La CDVM enquête

Le Conseil Déontologique des Valeurs Mobilières (CDVM) s’est lancé, depuis la semaine dernière dans une campagne de contrôle de deux sociétés de gestion d’actifs de la place. Il s’agit de la CFAM, filiale de CFG Group et Attijari Management, filiale d’Attijari Finances Corp, la banque d’affaires de la BCM (Banque Commerciale du Maroc).
Sans apporter des précisions, les responsables du CDVM avancent qu’ «au-delà du contrôle permanent, le Conseil se base soit sur des rumeurs, des articles de presse ou des faits récents pour procéder à des contrôles spécifiques et ouvrir des enquêtes auprès d’OPCVM ou de sociétés de bourse de la place». Mais l’on apprend de source très proche du dossier que ce contrôle est intervenu, tardif par ailleurs, suite à la liquidation par Axa Assurances Maroc et la Marocaine Vie de leurs fonds dédiés -Al Amane Obligataire, CAA Croissance, CAA Obligataire et Marocaine Vie Obligataire – gérés par Attijari Management.
Le CDVM contrôle les irrégularités flagrantes qui ont été commises dans la gestion de ces fonds. Ce contrôle n’est pas intervenu à la demande de ces compagnies d’assurances qui préfèrent, paradoxalement, ne pas dénoncer ces pratiques jugées peu déontologiques. Rappelons que la gestion de ces fonds a été confiée à cette société de gestion d’actifs, par ces deux compagnies d’assurances dans le cadre d’un contrat qui arrêtait les modalités de gestion ainsi que les informations qui doivent être communiquées, sans pour autant préciser, ni le seuil minimum de performance pouvant être atteint, ni les indicateurs de gestion et le niveau de risque souhaitable. Devant la rentabilité ridicule que leur rapportaient ces fonds, et la contrainte imposée par les nouvelles règles prudentielles de gestion et de la rentabilité prédéfinie des différentes branches d’activités, ces compagnies ont décidé de les liquider et de se tourner vers des placements directs sur les marchés.
Précisons que ces rentabilités minimes n’étaient guère le résultat d’une quelconque situation du marché.
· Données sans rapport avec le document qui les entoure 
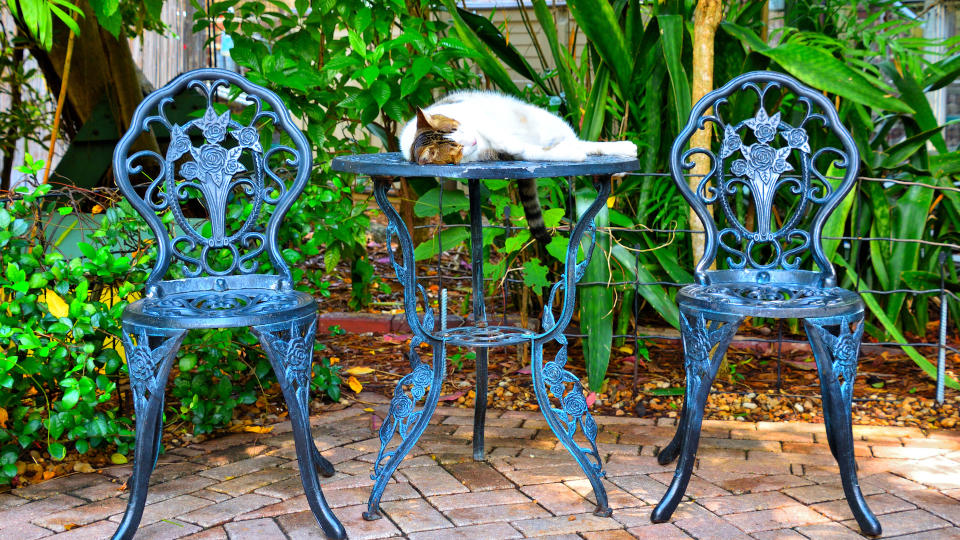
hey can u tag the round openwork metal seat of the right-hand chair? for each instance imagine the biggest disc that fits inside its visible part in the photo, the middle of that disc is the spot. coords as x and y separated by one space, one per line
775 300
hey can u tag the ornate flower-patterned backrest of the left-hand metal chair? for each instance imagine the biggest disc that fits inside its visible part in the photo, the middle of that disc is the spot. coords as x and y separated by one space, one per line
211 161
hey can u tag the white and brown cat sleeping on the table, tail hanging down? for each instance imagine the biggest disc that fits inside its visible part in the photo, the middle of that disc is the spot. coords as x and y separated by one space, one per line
486 126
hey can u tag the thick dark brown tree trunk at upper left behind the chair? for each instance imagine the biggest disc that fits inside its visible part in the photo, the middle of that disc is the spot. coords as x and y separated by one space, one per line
102 67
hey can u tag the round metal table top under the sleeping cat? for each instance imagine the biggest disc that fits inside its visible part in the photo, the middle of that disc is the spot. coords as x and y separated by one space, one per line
392 165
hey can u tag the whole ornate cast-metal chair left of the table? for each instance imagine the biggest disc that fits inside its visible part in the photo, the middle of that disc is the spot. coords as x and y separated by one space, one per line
210 161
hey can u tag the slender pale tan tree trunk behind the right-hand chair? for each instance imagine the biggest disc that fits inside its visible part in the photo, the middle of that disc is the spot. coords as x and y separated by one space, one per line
706 18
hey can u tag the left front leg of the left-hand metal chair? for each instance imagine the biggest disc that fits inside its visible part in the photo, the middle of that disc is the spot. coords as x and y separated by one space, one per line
149 366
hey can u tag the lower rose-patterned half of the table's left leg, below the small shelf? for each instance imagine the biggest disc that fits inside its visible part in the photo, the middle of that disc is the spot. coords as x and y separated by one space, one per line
404 420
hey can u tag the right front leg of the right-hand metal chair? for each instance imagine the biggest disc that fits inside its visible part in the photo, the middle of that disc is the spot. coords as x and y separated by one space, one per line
836 357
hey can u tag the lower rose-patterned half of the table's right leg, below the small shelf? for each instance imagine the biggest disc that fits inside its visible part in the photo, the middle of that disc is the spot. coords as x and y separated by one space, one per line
552 376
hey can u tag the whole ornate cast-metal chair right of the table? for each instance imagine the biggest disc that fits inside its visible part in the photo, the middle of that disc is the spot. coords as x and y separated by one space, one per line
771 193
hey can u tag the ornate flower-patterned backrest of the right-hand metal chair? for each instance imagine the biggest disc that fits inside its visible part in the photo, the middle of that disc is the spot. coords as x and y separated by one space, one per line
767 184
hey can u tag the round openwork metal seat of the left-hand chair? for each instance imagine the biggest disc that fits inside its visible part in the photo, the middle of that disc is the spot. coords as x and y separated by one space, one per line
220 309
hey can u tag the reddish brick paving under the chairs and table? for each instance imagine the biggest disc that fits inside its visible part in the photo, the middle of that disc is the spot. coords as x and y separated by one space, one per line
753 480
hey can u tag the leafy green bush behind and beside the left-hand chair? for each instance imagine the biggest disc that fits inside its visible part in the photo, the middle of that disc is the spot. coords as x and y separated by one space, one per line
62 369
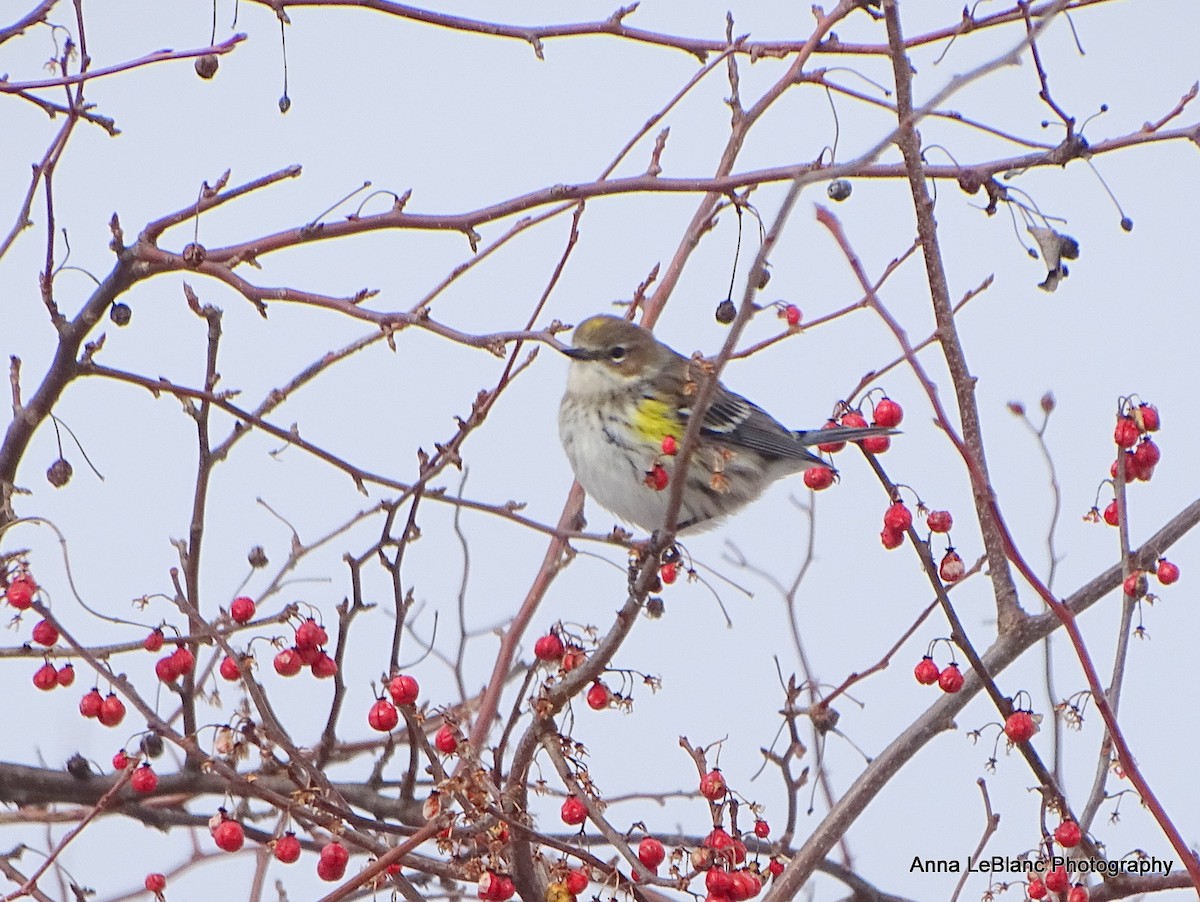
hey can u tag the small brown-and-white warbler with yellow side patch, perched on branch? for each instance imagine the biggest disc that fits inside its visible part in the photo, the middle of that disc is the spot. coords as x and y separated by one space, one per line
626 412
Loin s’en faut. Mais, il s’agit de la conséquence de choix d’investissements peu clairs. En effet, les portefeuilles des fonds dédiés étaient rarement mouvementés, sauf dans le cas d’opérations inter-fonds sur actions ou obligations, fermes ou temporaires (repo), avec les fonds commercialisés pour maximiser la rentabilité de ces derniers au détriment des fonds dédiés. Concrètement, et pour ne pas tout dire comme dans un best-of, dans le cas des fonds dédiés obligataires, ces gestionnaires cédaient des lignes d’obligations peu performantes d’un fonds monétaire à un fonds dédié à des taux généralement différents des conditions de marché prévalant le jour des transactions.
Ou encore, en cas de hausse des taux du loyer de l’argent, ils prêtent la trésorerie excédentaire à leur maison-mère à des taux bas ou empruntent sur le marché, via ses fonds dédiés, à des taux élevés. Ils faisaient supporter à ces fonds des taux d’enfer et des frais de courtage pour passer en même temps des opérations de prêt avec un fonds monétaire.
L’essentiel, c’est de maximiser la performance des fonds commercialisés. Sans parler des méthodes de calcul des frais de gestion et des taux des agios débiteurs facturés par la banque dépositaire. Ceux-ci atteignent parfois les 13%. Et encore. Les fonds dédiés sont «la corbeille des déchets» des sociétés de gestion. Les chargés de placements des compagnies d’assurances n’ont jamais su ou pu contrôler leurs fonds dédiés, puisqu’ils ne recevaient pas le détail des informations concernant toutes les opérations effectuées. En menant à terme cette campagne de contrôle et en procédant régulièrement à des enquêtes, le CDVM prouve encore une fois sa détermination de finir avec ces pratiques puériles qui ne font que renforcer la méfiance des investisseurs vis-à-vis des produits de placement sur nos marchés. Méfiance manifestée par plusieurs trésoriers d’entreprises qui ne veulent plus constituer des fonds dédiés.
Ils se tournent vers les placements directs ou souscrivent des parts de fonds monétaires. Ceux-ci, dont la réglementation est encore floue font l’objet d’une attention très particulière de la part du gendarme du marché. En attendant les conclusions du CDVM concernant cette affaire, il faut rappeler qu’il a déjà sanctionné, dans le passé, des sociétés de bourse et de gestion de la place pour des pratiques quasi-similaires sans pour autant rendre public son verdict.